Figure 2. Types of attacks: Source: Geneva (thick arrows show the amplification and red arrows show the packets that trigger the amplification).
Attackers could increase the power of their attacks and save resources through amplification vectors, spoofing the target IP and sending a relatively small packet of data to a misconfigured server. Akamai observed that a single SYN packet with a 33-byte payload produced a response of 2,156 bytes, increasing its size by 6.533%. Some middlebox implementations allow attackers to add SYN, ACK, or PSH+ACK flooding to the attack as well as the TCP volumetric attack itself.
Scanning and detection
The paper with the Usenix research describes the two methods used for scanning IPv4 addresses to detect potentially vulnerable middleboxes:
- SYN packet with numeric sequence s, followed by PSH+ACK with numeric sequence s+1 containing an HTTP GET payload request for a forbidden resource (a URL that the middlebox is configured to block).

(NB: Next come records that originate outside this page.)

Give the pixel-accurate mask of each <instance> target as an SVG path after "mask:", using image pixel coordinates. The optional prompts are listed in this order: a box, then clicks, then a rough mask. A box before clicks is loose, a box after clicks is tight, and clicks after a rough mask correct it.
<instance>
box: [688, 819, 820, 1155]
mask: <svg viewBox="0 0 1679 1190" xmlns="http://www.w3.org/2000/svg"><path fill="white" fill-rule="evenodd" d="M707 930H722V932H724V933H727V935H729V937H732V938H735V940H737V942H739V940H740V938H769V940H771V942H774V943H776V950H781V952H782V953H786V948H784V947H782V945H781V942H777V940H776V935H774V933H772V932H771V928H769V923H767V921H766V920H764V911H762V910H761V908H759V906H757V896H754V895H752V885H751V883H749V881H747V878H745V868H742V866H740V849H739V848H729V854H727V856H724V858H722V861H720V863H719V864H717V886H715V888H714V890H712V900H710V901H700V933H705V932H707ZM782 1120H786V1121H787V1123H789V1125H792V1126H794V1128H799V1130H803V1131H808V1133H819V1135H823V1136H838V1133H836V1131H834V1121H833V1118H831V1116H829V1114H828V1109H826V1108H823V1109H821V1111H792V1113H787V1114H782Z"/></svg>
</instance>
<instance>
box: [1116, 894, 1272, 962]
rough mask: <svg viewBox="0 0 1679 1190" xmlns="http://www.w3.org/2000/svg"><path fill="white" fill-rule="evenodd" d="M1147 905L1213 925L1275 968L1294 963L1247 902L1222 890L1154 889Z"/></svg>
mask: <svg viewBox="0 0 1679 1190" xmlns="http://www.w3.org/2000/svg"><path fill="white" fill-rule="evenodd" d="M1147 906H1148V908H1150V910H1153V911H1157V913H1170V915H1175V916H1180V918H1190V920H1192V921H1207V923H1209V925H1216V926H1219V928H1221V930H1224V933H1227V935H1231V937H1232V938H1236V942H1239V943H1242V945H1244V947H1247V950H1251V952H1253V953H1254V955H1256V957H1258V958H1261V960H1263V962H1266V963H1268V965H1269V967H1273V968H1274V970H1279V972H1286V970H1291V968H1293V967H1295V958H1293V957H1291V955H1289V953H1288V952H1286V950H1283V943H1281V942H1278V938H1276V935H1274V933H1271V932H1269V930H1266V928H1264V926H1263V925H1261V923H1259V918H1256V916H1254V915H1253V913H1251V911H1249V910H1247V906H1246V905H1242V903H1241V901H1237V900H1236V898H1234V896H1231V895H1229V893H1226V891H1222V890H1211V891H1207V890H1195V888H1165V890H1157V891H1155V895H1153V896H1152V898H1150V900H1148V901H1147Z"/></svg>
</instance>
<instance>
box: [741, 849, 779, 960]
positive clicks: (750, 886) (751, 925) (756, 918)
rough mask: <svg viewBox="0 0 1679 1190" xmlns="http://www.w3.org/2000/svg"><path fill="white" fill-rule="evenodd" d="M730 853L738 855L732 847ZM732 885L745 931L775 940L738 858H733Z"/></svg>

- SYN packet with a payload HTTP GET request for a forbidden resource.
Using these scanning methods, an analysis carried out by Shadowserver reported a figure of 18.8 million IPv4 addresses vulnerable to TCP DrDoS attacks in middleboxes. Divided by country, China, Iran and Indonesia occupy the top three spots respectively.
INCIBE-CERT is evaluating the information related to middlebox device IPs in Spain which could be used to carry out DDoS attacks using this new amplification technique.
Recommendations and solutions
Recommendations to mitigate the effects of this type of DrDoS attack, which could affect users/organisations that have a poorly configured or abused middlebox are:
- Limit the size of blocking responses made by middleboxes and choose to return a simple RST for forbidden TCP connections in order to reduce the amplification of attacks.
- Encourage bidirectional middleboxes, which allow traffic from both the client and the server to be seen and are capable of inferring modifications in the packets, which could be used in spoofing techniques to change the origin of the communications.
- Configure middleboxes to only respond to and receive traffic from the region in which they are configured.
- Disable HTTP traffic responses, as this is an obsolete protocol detrimental to HTTPS.
- In the case of firewalls, access control lists (ACLs) could also be used to block known bad patterns, e.g. a rule like the one below, to discard any SYN packet coming from port 80 with a packet length greater than 100: deny tcp any eq 80 host x.x.x.x.x match-all +syn -ack packet-length gt 100.
- The basis of this attack on middleboxes lies in a lack of control over the state of TCP communication. SYN packets are used in this communication when establishing the three-way handshake and only in the first one sent by each party. They are not used for actual data transfer, so any packet with the SYN flag enabled and exceeding a certain size could effectively be detected and blocked.
- Anti-spoofing systems or modules aimed at detecting packets out of order.
Since middleboxes spoof the IP address of the traffic they generate, this means that the attacker could make the source IP address of the reflected traffic to be any IP address behind the middlebox.
To solve this problem in general, it would be desirable for all manufacturers to upgrade their middleboxes and for all organisations that have deployed such a machine to also upgrade their infrastructure. As such, it is recommended to wait for the relevant security updates for devices.